At first sight, the question "what is art?" seems so daunting, high-flown and beleaguered by personal opinion and academic speculation that it hardly seems worth asking, let alone trying to answer.
The truth, happily, is much simpler. The major cause of our confusion is mixing up art with what art does. Art actually isn't any particular thing - it is the way things are made.
We talk, and correctly, about the art of cooking, the art of boat-building, flower-arranging and even the art of politics.
We say things were "done artfully" when we admire the skill with which something is done or achieved.
We talk about the "dark arts" - nowadays mainly when we talk about PR or political spin, and only sometimes about Harry Potter.
A great cake, flower arrangement, dashing yacht, piece of music or a painting is not art - they are works of art.
The clue is in the word "works". A claggy piece of half-cooked dough is not a cake; a yacht that swamps and sinks when it is launched is not going anywhere.
Both are failed products of the art their success would have represented.

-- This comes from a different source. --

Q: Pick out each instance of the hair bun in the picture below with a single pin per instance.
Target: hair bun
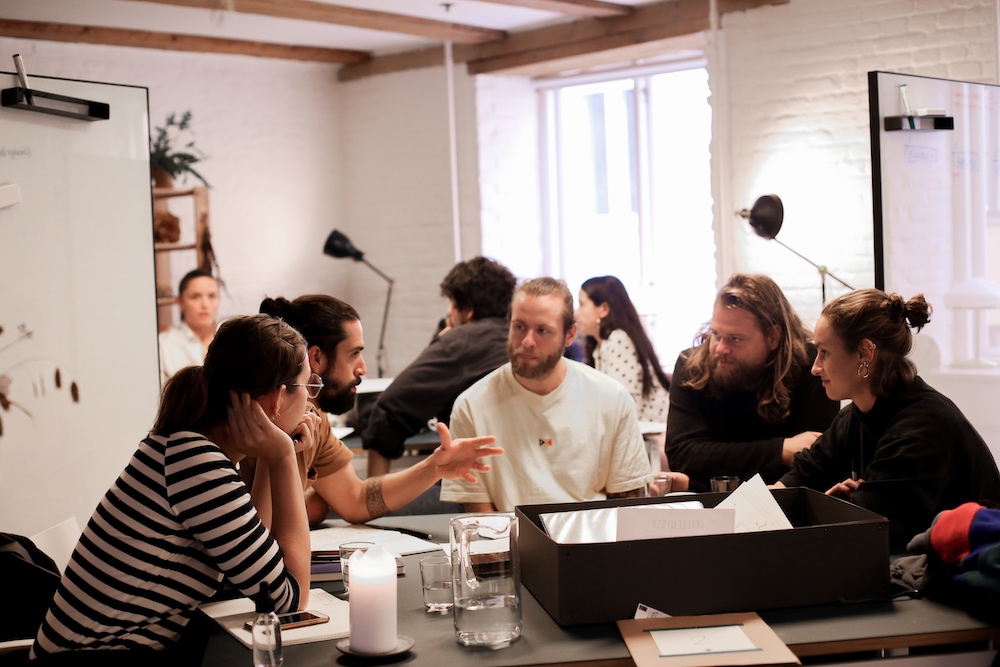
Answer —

Of course, we know what cakes and boats are about. What paintings, sculpture and symphonies are made for is a bit more complicated and impossible to explain in any other way than our personal experience of them - which is what they are for.
The painter, sculptor or composer, from their experience or an experience had on behalf of an entire culture, uses art to make an object which communicates that in a way beyond words.
There is a marvellous word in te reo for the moment when we feel the awe and wonder of a great object or a great song: "wehi".
Once we have had that unique experience, our lives will have been added to or changed in large ways or small.
Our experience of works of art is personal. We have them collectively - in a concert hall or theatre - but in the end it is us and the work.
An engagement between us and a work of art - and through that an engagement with the artist or the artist's culture - is how the work does its work.
If nothing happens, it might not always be our fault: the work of art might have had nothing to say or, at least, nothing to say to us.